An elegant Regency-style room with huge shuttered windows that looks out onto terraced lawns and rhododendron bushes.

A group of first-year drama students, mainly female, seated in incongruously modern plastic chairs in a semi-circle clutching small books with soft blue paper covers. The door opens  and all heads turn to see the vision that is their director. In turn, he peers at them over his half-moon spectacles, adjusts his cravat and perches on the edge of the table placed in front of the group.

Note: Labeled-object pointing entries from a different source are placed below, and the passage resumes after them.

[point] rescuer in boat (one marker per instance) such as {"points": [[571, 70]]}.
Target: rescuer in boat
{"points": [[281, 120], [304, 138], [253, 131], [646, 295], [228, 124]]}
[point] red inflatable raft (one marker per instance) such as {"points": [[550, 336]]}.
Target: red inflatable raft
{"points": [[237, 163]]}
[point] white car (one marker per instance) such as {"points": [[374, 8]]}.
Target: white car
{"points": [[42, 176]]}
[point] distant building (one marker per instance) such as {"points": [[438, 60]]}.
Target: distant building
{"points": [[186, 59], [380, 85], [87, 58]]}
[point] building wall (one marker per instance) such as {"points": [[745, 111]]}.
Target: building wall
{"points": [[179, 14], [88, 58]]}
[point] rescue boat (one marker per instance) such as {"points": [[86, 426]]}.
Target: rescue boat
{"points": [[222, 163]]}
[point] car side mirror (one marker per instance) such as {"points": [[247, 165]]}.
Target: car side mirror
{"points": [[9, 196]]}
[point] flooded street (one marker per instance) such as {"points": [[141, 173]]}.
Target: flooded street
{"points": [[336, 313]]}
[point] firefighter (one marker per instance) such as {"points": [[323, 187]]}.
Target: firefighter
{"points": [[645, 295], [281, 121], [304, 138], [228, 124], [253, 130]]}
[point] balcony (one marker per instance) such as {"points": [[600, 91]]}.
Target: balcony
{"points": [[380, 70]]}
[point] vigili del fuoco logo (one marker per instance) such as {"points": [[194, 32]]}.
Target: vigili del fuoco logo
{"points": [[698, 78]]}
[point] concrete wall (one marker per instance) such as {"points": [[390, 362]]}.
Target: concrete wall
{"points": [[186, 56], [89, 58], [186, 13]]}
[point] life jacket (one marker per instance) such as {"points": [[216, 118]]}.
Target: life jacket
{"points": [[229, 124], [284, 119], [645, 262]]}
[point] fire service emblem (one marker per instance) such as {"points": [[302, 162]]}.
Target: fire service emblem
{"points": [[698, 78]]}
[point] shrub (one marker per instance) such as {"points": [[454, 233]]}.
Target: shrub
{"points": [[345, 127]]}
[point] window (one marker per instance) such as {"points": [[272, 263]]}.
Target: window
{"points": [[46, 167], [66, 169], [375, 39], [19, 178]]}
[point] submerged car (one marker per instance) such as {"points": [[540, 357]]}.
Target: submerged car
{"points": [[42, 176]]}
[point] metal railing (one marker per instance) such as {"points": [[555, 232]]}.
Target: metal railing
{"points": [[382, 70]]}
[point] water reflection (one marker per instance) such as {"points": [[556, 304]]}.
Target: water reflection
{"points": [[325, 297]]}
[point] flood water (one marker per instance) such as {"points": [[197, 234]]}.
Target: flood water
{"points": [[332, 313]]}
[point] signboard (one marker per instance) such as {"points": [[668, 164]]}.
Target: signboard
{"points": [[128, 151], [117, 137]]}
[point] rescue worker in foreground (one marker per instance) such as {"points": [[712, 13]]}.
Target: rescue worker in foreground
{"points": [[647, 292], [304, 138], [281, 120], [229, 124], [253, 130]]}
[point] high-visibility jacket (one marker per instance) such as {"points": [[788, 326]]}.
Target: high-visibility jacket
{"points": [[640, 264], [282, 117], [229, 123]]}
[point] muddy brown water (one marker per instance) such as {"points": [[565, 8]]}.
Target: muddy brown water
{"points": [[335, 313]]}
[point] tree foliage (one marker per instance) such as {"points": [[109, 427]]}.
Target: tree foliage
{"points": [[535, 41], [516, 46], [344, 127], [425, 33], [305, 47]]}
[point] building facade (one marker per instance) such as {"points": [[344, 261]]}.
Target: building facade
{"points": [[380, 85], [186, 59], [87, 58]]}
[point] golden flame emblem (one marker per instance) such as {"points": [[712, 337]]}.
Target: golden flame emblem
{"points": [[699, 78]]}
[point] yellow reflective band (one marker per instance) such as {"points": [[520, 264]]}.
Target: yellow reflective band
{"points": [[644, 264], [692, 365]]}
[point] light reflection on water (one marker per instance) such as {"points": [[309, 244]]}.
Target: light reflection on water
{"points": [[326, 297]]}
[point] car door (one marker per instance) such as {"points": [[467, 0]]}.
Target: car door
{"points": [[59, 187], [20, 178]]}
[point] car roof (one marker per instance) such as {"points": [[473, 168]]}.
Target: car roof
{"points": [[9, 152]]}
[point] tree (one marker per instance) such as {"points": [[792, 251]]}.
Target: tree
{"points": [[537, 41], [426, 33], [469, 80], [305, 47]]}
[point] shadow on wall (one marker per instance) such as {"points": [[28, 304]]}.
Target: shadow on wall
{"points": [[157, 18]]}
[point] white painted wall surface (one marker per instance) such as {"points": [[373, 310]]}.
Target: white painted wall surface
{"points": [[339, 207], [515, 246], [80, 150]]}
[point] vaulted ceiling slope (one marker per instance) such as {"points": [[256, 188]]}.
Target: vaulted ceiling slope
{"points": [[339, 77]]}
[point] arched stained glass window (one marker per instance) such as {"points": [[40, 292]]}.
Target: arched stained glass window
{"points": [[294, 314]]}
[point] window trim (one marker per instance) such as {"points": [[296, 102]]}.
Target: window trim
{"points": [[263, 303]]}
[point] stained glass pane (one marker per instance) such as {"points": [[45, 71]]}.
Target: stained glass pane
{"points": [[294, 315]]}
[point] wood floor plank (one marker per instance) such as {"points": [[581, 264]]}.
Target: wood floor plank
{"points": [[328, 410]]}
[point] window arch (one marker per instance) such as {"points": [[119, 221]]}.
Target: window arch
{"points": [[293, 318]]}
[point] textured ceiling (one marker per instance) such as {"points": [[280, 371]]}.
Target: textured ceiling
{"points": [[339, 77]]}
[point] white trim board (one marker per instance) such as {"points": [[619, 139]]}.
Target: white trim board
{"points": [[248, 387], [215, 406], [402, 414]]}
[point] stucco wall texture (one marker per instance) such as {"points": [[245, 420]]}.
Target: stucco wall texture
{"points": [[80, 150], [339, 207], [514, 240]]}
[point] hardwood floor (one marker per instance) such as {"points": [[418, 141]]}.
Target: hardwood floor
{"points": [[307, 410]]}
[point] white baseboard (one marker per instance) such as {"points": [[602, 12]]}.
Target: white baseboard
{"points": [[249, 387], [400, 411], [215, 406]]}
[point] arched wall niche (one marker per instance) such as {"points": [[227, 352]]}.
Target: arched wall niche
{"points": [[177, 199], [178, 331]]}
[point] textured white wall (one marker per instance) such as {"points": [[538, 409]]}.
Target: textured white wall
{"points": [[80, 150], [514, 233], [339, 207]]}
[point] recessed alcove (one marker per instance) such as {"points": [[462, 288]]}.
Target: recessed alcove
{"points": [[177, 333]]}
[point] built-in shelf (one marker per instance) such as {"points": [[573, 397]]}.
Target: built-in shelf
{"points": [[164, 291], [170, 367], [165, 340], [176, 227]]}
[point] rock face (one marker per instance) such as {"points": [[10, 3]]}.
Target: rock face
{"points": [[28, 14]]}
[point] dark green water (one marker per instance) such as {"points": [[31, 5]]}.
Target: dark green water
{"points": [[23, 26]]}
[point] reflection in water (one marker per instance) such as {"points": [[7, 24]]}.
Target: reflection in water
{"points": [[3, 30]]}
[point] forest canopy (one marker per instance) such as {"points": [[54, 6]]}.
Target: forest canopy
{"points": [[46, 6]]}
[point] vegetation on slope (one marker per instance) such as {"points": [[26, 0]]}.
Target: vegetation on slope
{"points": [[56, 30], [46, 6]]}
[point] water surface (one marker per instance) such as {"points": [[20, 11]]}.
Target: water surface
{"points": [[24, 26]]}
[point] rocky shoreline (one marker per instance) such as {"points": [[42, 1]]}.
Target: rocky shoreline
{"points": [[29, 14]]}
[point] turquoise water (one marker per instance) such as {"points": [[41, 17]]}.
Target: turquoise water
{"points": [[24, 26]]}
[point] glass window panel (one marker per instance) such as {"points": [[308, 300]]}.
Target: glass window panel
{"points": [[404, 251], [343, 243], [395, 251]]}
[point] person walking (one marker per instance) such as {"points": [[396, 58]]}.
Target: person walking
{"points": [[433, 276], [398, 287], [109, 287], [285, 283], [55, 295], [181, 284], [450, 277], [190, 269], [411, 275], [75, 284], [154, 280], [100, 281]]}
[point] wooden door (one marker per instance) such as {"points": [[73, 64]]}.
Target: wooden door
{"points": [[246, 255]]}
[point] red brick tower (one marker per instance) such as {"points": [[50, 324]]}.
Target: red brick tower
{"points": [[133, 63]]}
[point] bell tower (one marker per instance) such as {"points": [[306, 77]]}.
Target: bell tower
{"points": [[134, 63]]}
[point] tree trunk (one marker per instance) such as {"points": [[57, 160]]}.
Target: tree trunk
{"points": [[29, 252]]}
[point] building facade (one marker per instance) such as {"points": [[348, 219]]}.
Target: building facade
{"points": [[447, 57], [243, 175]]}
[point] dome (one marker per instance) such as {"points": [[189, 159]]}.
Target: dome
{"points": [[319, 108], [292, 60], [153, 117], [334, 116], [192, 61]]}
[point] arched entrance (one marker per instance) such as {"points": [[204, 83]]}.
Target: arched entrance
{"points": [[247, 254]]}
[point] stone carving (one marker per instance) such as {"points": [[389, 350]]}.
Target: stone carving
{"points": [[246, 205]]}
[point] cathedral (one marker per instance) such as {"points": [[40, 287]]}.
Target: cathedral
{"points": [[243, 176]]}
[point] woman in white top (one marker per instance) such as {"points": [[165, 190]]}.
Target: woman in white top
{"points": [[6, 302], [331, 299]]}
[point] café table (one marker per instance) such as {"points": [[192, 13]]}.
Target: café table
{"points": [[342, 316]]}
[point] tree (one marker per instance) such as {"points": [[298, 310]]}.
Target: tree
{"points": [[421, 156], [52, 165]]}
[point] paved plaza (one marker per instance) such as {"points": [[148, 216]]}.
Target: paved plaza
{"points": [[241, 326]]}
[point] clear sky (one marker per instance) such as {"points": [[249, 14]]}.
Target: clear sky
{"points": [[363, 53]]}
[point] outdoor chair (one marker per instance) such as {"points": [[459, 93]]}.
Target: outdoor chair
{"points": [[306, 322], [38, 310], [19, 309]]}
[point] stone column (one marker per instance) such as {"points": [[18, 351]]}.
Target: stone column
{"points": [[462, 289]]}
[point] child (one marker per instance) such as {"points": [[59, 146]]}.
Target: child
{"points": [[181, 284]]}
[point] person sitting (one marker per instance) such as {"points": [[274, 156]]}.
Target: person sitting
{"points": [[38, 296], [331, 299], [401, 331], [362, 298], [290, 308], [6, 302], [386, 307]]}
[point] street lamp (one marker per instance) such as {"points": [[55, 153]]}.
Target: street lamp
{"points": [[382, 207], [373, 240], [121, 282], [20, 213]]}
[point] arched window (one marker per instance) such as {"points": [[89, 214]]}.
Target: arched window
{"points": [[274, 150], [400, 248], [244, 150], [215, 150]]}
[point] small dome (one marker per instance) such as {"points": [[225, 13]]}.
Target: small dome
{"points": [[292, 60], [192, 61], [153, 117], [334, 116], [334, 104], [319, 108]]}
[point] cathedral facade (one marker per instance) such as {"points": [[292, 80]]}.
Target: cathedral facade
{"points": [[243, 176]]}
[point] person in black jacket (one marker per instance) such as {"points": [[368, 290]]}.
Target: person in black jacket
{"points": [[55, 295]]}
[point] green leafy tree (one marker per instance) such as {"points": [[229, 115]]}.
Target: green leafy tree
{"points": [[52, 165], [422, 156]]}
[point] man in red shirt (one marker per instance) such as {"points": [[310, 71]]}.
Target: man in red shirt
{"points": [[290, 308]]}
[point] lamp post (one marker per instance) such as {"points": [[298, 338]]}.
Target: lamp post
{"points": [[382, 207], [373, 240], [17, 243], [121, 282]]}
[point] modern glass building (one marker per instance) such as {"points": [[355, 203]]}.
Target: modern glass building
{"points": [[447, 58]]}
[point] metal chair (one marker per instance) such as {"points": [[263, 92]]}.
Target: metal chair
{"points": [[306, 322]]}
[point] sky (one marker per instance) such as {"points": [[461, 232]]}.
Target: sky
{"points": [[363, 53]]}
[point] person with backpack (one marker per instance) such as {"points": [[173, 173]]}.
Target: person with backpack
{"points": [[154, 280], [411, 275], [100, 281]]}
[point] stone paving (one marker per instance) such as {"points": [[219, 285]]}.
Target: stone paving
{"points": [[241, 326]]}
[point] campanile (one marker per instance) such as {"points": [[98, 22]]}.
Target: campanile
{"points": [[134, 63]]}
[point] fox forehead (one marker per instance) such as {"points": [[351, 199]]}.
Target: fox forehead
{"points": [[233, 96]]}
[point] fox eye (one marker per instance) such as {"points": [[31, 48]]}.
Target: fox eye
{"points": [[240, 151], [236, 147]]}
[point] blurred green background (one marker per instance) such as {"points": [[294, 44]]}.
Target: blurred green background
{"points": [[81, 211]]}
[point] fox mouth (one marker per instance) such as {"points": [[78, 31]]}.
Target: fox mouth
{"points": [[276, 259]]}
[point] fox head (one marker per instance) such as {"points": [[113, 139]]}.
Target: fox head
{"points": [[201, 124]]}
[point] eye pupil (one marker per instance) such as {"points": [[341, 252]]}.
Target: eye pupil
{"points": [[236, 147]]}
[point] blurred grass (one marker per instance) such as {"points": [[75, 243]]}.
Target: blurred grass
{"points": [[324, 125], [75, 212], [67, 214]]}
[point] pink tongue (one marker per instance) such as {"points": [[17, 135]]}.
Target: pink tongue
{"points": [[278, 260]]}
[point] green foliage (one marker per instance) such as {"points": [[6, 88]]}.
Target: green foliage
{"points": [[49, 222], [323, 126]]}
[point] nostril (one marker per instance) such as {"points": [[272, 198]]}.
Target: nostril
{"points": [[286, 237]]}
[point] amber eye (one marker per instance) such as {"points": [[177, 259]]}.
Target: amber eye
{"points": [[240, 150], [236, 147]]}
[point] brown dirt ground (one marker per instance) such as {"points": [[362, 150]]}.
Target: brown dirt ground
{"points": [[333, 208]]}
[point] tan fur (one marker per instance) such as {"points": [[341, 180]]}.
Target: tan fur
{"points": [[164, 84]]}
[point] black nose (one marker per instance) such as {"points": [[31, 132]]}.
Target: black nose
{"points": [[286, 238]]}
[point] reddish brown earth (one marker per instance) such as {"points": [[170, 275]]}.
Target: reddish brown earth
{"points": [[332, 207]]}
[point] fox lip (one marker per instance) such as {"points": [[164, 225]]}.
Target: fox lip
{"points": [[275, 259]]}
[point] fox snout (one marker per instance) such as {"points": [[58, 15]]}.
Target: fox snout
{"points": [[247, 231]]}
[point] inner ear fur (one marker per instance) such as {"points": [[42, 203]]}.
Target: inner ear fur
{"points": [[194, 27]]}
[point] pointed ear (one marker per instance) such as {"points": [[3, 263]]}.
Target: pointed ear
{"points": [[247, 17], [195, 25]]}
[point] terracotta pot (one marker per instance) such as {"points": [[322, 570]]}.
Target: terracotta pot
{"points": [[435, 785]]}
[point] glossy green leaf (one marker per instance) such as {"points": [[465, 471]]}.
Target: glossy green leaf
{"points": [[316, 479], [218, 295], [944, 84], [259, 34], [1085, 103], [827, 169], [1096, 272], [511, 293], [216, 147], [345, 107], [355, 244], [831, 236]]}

‘Well,’ he says, his eagle-like glare sweeping the room. ‘ You seem like a pretty mixed bunch. I see that you all have a copy of the play you are going to perform at the end of term. Your performance will take place in this room in front of the rest of the students and the other directors. We don’t let you loose in the theatre yet unless we are desperate for extras in our crowd scenes. I have a list of your names here and as I know nothing else about you, I would like you to read some of the script as indicated. For those who may not have come across this obscure little play by an equally obscure little Spanish author, it has not been chosen for its merit but because the majority of parts are female, we have a good stock of habits in wardrobe and I personally prefer it to ‘The House of Bernarda Alba’ by Lorca which is the other old warhorse that gets trotted out periodically when we have a glut of female students.’

He pauses for effect and scans his audience. Blank faces. A tough crowd. He sighs and fans his face with a copy of the script.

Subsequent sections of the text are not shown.